I am not Christ or a philanthropist, old lady, I am all the contrary of a Christ…. I fight for the things I believe in, with all the weapons at my disposal and try to leave the other man dead so that I don’t get nailed to a cross or any other place.
— Che Guevara
For the purposes of this article, the “New left” is defined as a genuine group, party, or organization in the United States (US) that promotes Marxist revolutionary, Socialist principles in opposition to the Capitalist US government construct and society. This does not include anarchists, Democrats or independents. Also, the “Old Left” is celebrated as that great agitator and loosely revolutionary composite of unions, parties, and individuals, that historically brought us much needed reform from the 1900’s to the 1950’s. More in tune with this article is the contributions that the “New Left” provided through the Civil Rights movement and the anti-Vietnam war movement in the US along with the grassroots led social movement that gripped much of Europe during the 1960’s and 1970’s. Unfortunately, those days are long past us and in its stead we have the neo-liberal establishment whose intentions are in no way revolutionary or even reformist in any meaningful way. The intent of this article, while I intend to point to the Social Democratic failures and the leftist media’s reformist attitude, is to identify the remaining groups that continue to agitate for a socialist state, society and monetary system that is dedicated to a Socialist state, just society and wealth distribution through politics leading to a welfare state even while I largely criticize their failed agenda.

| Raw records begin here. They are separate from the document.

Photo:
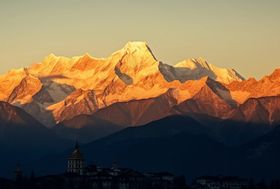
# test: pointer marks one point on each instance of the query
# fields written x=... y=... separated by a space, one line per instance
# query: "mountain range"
x=85 y=98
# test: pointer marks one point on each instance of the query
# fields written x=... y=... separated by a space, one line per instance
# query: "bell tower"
x=76 y=163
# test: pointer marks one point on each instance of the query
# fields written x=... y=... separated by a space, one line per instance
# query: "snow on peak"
x=200 y=68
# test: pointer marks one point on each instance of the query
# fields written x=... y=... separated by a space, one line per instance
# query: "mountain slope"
x=60 y=88
x=23 y=139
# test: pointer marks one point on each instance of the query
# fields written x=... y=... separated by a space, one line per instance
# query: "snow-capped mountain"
x=131 y=87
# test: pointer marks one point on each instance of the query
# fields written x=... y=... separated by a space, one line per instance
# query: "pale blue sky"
x=240 y=34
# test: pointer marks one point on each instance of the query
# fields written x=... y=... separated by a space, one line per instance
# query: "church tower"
x=76 y=163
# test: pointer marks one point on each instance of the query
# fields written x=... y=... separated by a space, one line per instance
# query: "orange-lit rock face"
x=251 y=88
x=130 y=87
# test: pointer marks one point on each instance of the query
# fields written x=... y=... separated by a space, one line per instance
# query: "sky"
x=239 y=34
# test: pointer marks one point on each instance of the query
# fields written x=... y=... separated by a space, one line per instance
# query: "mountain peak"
x=275 y=76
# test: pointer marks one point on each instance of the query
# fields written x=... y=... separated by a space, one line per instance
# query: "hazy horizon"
x=240 y=35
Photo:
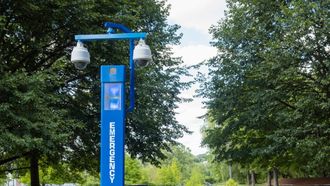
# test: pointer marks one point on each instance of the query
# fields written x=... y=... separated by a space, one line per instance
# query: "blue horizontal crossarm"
x=95 y=37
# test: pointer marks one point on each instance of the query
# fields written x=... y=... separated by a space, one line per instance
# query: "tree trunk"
x=275 y=172
x=34 y=169
x=253 y=178
x=269 y=178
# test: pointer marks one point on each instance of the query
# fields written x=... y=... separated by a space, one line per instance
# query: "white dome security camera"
x=142 y=54
x=80 y=56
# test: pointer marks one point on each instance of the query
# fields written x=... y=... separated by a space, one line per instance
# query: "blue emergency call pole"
x=113 y=109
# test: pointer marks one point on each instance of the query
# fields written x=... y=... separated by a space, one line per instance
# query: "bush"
x=231 y=182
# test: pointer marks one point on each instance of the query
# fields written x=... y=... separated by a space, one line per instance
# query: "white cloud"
x=194 y=54
x=197 y=14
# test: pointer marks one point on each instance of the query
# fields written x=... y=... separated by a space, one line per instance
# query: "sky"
x=195 y=18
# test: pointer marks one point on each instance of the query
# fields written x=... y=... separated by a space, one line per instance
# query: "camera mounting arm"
x=111 y=35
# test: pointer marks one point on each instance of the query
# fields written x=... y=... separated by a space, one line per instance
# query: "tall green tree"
x=268 y=88
x=50 y=110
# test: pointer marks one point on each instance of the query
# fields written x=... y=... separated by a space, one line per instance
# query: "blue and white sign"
x=112 y=96
x=112 y=125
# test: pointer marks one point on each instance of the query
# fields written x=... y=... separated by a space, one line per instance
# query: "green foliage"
x=133 y=173
x=50 y=108
x=170 y=174
x=268 y=89
x=231 y=182
x=196 y=178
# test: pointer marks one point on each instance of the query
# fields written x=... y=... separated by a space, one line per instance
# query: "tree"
x=50 y=110
x=170 y=174
x=268 y=88
x=133 y=171
x=196 y=178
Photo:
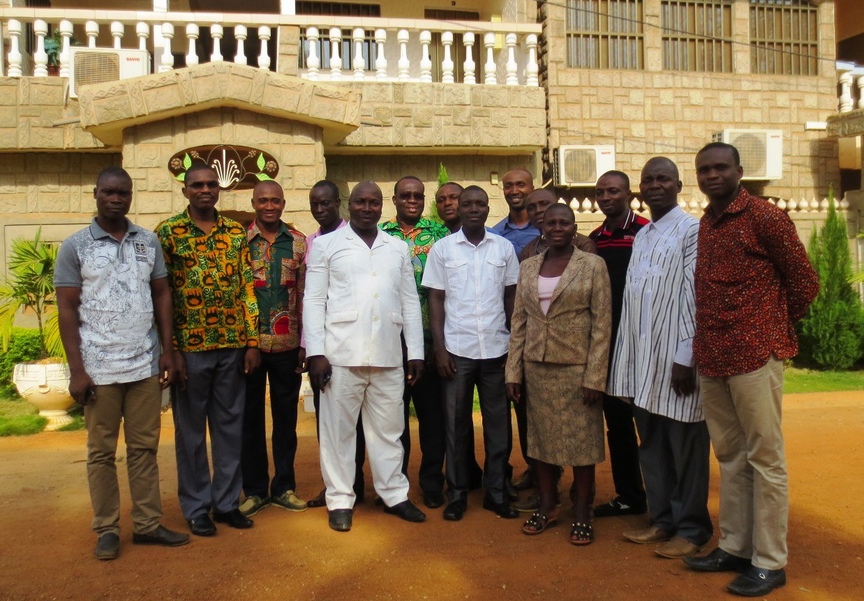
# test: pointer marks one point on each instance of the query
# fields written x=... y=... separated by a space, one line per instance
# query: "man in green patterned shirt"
x=215 y=344
x=420 y=234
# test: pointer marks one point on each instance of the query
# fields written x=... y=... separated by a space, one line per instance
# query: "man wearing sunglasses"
x=420 y=234
x=216 y=347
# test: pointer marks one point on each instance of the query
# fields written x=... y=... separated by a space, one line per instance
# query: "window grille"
x=784 y=37
x=604 y=34
x=697 y=35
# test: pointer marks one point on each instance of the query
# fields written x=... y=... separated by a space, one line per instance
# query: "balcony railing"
x=331 y=48
x=851 y=86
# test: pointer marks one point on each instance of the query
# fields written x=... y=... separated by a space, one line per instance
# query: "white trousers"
x=377 y=392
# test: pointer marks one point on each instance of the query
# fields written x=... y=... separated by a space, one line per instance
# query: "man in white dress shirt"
x=360 y=296
x=471 y=276
x=653 y=366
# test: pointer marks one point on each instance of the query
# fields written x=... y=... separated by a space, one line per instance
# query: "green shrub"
x=831 y=336
x=24 y=346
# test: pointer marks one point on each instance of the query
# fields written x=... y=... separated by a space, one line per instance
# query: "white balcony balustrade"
x=333 y=49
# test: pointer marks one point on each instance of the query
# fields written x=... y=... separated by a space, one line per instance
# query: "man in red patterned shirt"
x=753 y=282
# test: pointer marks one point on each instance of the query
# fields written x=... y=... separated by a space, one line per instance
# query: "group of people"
x=674 y=329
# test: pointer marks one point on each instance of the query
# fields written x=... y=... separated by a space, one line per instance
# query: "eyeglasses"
x=213 y=185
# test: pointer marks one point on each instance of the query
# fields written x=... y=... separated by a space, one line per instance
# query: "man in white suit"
x=360 y=296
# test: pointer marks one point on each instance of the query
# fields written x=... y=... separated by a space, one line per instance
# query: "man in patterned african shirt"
x=420 y=234
x=278 y=255
x=215 y=344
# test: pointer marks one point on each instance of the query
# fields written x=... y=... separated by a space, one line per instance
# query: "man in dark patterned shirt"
x=753 y=282
x=420 y=234
x=278 y=255
x=215 y=343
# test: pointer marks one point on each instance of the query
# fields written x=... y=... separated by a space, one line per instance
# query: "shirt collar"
x=97 y=232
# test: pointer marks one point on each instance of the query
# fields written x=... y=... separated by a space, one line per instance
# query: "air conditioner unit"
x=583 y=165
x=98 y=65
x=761 y=151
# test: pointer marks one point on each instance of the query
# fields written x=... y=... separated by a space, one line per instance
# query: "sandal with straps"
x=581 y=534
x=538 y=523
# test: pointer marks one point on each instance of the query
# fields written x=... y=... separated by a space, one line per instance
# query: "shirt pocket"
x=289 y=273
x=457 y=273
x=495 y=269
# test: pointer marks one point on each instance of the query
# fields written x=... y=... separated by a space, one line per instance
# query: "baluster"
x=357 y=60
x=167 y=60
x=15 y=58
x=490 y=75
x=380 y=60
x=240 y=34
x=335 y=58
x=40 y=57
x=143 y=33
x=192 y=36
x=532 y=69
x=264 y=37
x=468 y=65
x=66 y=37
x=846 y=103
x=511 y=68
x=447 y=63
x=117 y=31
x=217 y=33
x=425 y=60
x=312 y=60
x=91 y=29
x=404 y=64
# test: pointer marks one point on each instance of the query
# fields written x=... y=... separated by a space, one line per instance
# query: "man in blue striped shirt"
x=653 y=366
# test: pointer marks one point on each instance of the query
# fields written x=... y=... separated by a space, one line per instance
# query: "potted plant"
x=30 y=286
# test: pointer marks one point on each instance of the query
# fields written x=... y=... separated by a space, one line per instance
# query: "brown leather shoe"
x=678 y=548
x=645 y=536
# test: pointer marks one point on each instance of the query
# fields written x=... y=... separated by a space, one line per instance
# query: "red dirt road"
x=47 y=545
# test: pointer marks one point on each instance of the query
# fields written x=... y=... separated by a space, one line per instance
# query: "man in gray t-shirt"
x=111 y=283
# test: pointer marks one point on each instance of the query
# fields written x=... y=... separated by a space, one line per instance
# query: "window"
x=604 y=34
x=697 y=35
x=784 y=37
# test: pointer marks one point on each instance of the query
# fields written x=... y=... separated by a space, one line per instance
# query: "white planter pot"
x=46 y=387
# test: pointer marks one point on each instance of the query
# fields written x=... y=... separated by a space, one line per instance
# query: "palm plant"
x=30 y=286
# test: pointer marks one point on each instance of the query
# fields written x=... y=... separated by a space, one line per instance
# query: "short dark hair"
x=402 y=179
x=332 y=187
x=616 y=173
x=474 y=189
x=722 y=146
x=112 y=171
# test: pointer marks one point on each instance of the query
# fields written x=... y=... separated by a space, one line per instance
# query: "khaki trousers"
x=743 y=413
x=138 y=405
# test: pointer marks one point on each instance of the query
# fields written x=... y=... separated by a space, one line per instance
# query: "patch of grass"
x=19 y=418
x=797 y=380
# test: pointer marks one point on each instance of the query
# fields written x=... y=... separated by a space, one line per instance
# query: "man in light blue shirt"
x=516 y=228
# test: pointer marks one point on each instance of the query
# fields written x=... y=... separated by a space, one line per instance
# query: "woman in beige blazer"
x=559 y=347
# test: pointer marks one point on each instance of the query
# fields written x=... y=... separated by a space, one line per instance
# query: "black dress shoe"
x=160 y=536
x=340 y=519
x=433 y=500
x=202 y=526
x=502 y=510
x=233 y=518
x=107 y=547
x=455 y=510
x=407 y=511
x=757 y=582
x=718 y=561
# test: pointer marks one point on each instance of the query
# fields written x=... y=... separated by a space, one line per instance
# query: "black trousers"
x=360 y=453
x=284 y=393
x=428 y=398
x=623 y=451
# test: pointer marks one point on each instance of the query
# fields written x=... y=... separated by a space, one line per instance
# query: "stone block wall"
x=650 y=112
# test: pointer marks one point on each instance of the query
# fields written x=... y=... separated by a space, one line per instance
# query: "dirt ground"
x=47 y=544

The primary purpose is to identify the groups and any influence these groups have on domestic politics in the US and hence their chances of survival and performance inside and outside of US elections. Regardless of the multitude of self-proclaimed leftists, communists, and socialists who claim to carry the banner of the left, do any of these individuals and splintered groups exert an influence on the US political scene, US state and society. Are they leading us to a socialist state through reform? More importantly, does the US have any radical group, party, or even leftist armed militia that can be successful or even useful in leading the way to a socialist state? The question begs do any of these above elements matter in US and is there a Left, left in the US.
The Old Left.
Certainly there are numerous parties, alternative media outlets, or groups of people who claim to be the standard bearer of the Left in the US today. Yet, while their influence is minimal, the Old Left had great success. With support from Unions, parties like the Communist Party of the United States (CPUSA), The Socialist Party of the United States (SPUSA) or the Socialist Workers Party (SWP) have lived a long tradition of agitation that culminated in the election of 1912 where Eugene Debs, the socialist candidate, garnered 6% of the popular vote and in 1920, while in prison attained 3.5% of the popular vote. Never since this anomaly has any socialist candidate ever achieved such attention and support. These were different times. While the communists in Russia were transforming a feudal society into a statist workers society with revolution, the repercussions were felt worldwide to varying degrees. These events spread across the world and influenced even the most stalwart of conservative governments in most corners of the world. The world seemed ripe for revolution across continents and while the world celebrated an economic boom even the most conservative elements of high society dabbled in leftist politics. However, the most conservative and moneyed interests of the US were determined to break this movement in the US and its possessions. Debs died in 1926 after serving time in prison for his beliefs and activities and saw his revolutionary party split into the Social Democratic Party (SDP), a reformist, moderate party that never gained the popularity needed to lead the left to a victory. Eugene Debs reigned over the most leftist movement in US history. This has never been duplicated.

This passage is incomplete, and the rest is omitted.